Midnight Special Jeff Nichols / 2016

Roy part en cavale pour protéger son fils, Alton, petit garçon aux pouvoirs mystérieux. Fuyant les fanatiques religieux et la police, père et fils se retrouvent bientôt les proies d’une chasse à l’homme à travers tout le pays.

Spoilers.

Midnight Special est un film séduisant, mais aussi épuisant : il ne fonctionne que par une série d’écarts gênés, constipés, face au genre et au canon Spielbergien.

La première partie, de par son ancrage dans un réalisme gris et son sérieux de pape, semble taquiner le cinéma de genre sans tout à fait y toucher, ce dernier apparaissant dans le film par poussées, exactement comme ces crises qui frappent le gamin. On peut s’en fatiguer, mais le fantastique n’est au moins plus cet insert sporadique venant divertir un continuum dépressif et barbant, comme ce fut le cas dans Take Shelter : une fibre mélodramatique viscérale (un père protège son fils de la douleur qui l’assaille) unit désormais le film, lui donne du liant et une direction, qui lui fait regarder ailleurs que vers ses propres références. Le fantastique alors, tout en allusions et évitements, se fait particulièrement convaincant : ce qui assaille le gamin, ce qui l’utilise, est d’une opacité terrifiante.

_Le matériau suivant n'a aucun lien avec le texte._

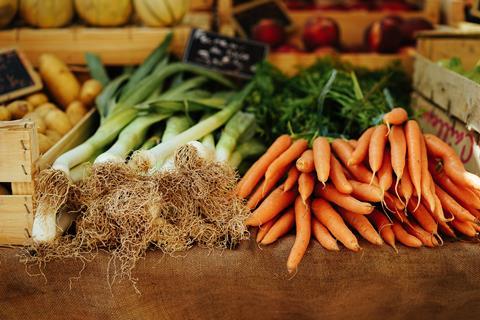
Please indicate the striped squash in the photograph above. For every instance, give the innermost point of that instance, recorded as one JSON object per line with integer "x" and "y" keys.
{"x": 46, "y": 13}
{"x": 161, "y": 13}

La deuxième partie, en rendant l’enfant surpuissant et en lâchant la bride à l’imaginaire, est déjà plus ronflante : devant les prouesses ludiques que le gamin déploie pour Adam Driver, ou face à la découverte ébahie d’une cité SF sur musique planante, on ne comprend pas exactement ce qu’on est censé voir de plus ici qu’un Spielberg remasterisé pour public art et essai, rendu acceptable par les crispations et oripeaux d’auteur, tout en ne se montrant pas franchement plus efficace que le modèle : Nichols a évidemment du talent (la chasse en voiture est ingénieuse, prenante), mais venu le temps du climax, l’émerveillement manque singulièrement à l’appel. Et là, il n’est plus question d’élégance, de rapport trop ou pas assez pudique au genre, mais bien d’autre chose : de savoir ce qu’on raconte.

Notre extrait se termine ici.